According to interviews and documents obtained by AP, Tramont cited his four decades of medical experience and said that Africans in the midst of an AIDS crisis deserved leniency in meeting U.S. safety standards.
The problems at the Uganda site led to a 15-month halt of research into using nevirapine to prevent African babies from getting AIDS from their mothers. Later, Tramont ordered the research resumed over the objections of his staff, AP said..
Jonathan Fishbein, an expert hired by NIH to improve the agency’s research practices, wrote Tramont in July 2003 that he should be given time to review Uganda’s capabilities and safety monitoring before letting the site reopen. He said NIH would risk being “toothless” in its new efforts to clean up sloppy research practices.
NIH knew about the problems in early 2002, before Smith’s report was finished, but did not tell the White House before President Bush launched a plan to distribute nevirapine throughout Africa, according to the documents.
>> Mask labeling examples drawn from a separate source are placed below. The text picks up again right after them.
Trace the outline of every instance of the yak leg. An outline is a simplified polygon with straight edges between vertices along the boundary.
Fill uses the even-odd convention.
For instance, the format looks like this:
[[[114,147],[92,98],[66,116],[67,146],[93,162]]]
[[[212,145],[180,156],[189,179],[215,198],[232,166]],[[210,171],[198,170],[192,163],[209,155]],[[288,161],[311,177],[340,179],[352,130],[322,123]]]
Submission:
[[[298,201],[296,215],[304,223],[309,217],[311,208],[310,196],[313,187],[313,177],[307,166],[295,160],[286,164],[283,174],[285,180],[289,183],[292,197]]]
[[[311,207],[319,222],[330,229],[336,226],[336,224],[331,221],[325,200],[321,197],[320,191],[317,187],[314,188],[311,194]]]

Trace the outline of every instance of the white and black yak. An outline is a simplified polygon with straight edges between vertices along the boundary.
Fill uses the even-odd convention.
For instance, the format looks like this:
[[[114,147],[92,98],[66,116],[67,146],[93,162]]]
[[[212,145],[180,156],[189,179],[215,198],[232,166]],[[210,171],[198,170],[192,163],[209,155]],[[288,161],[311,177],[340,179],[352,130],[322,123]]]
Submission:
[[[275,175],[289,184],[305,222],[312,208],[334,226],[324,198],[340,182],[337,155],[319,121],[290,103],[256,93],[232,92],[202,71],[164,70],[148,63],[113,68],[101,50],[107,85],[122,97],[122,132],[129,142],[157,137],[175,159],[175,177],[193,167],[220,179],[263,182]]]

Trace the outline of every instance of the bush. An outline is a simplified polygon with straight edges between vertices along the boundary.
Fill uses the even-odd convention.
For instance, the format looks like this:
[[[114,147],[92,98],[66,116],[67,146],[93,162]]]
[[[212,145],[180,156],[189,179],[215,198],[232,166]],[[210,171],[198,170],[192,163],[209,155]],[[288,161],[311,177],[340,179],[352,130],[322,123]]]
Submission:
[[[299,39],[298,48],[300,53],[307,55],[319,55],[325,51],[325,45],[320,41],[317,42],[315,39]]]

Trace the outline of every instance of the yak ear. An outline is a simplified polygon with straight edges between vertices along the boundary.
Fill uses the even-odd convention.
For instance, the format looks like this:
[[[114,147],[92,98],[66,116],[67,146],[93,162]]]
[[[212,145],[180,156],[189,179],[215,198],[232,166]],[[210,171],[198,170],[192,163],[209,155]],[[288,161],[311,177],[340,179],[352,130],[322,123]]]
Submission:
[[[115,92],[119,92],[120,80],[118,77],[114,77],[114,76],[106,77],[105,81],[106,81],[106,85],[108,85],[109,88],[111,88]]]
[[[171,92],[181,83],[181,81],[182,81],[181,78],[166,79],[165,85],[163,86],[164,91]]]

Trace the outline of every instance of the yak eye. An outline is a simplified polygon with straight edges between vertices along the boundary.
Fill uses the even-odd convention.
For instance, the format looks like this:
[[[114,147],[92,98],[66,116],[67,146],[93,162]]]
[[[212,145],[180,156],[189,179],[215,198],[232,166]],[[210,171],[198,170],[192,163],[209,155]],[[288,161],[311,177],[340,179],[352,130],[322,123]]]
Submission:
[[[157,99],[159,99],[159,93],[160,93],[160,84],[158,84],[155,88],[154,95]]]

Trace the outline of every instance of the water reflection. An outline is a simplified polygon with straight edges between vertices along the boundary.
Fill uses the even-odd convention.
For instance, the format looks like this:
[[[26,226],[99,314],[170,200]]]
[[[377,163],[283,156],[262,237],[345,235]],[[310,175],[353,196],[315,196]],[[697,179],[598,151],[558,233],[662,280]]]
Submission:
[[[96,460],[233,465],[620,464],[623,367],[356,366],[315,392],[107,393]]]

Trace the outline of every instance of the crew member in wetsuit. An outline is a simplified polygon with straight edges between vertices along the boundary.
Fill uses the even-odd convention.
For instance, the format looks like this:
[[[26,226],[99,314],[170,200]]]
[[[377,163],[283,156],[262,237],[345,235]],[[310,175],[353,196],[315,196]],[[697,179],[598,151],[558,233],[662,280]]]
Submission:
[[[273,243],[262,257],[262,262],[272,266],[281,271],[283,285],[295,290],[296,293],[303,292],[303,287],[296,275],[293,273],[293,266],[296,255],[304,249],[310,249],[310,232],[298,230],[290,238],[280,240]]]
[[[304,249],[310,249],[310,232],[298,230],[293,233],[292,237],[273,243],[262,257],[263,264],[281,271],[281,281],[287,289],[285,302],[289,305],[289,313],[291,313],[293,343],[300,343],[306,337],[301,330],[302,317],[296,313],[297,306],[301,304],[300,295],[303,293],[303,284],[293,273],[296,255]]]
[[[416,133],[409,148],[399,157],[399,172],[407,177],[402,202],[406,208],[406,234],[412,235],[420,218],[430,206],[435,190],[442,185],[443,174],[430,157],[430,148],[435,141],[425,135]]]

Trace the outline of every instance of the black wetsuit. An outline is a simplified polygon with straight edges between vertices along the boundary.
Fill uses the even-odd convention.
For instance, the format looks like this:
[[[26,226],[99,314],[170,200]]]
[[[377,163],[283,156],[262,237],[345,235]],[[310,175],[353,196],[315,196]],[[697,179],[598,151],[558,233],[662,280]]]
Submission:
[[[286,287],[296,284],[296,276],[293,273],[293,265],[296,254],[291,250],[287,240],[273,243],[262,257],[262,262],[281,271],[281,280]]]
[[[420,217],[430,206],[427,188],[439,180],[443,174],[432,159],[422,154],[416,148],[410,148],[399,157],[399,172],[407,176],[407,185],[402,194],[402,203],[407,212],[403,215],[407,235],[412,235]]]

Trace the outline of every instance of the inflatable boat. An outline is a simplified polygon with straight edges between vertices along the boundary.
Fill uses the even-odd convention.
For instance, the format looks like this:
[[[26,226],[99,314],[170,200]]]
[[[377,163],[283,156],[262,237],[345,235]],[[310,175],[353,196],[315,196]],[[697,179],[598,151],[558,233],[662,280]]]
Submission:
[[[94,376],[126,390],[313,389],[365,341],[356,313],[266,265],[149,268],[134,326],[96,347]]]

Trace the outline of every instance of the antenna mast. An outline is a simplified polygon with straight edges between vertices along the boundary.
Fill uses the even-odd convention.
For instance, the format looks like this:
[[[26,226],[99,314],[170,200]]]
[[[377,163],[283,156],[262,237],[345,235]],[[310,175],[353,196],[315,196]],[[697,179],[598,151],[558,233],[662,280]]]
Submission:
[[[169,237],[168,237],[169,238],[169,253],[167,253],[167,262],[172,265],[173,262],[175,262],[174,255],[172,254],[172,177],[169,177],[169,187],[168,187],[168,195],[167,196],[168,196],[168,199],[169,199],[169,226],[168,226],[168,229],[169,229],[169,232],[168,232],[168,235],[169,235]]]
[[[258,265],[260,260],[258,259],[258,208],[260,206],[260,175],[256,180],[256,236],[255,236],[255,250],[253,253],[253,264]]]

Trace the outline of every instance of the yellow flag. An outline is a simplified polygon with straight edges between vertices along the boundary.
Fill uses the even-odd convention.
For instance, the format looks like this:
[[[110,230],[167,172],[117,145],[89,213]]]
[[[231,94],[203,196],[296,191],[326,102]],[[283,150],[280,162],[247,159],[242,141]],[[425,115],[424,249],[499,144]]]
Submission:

Lane, one of Tramont’s bosses, said there was no reason to tell the White House about record-keeping irregularities, because the evidence demonstrated that the drug was safe and effective. He said allegations that Ugandan researchers had failed to report “thousands” of severe side effects were unfounded. “In the entire study, there were only two serious adverse events that were felt to be related to nevirapine, and those two were reported,” he said.
Fishbein has released thousands of documents to reporters and members of Congress. He has cast himself as a whistleblower, hired a lawyer and established a Web site that details his concerns about research safety at NIH.
He has also raised concerns that nevirapine may make the AIDS virus resistant to other drugs in its class. The issue so concerns scientists that it is routinely addressed at scientific meetings.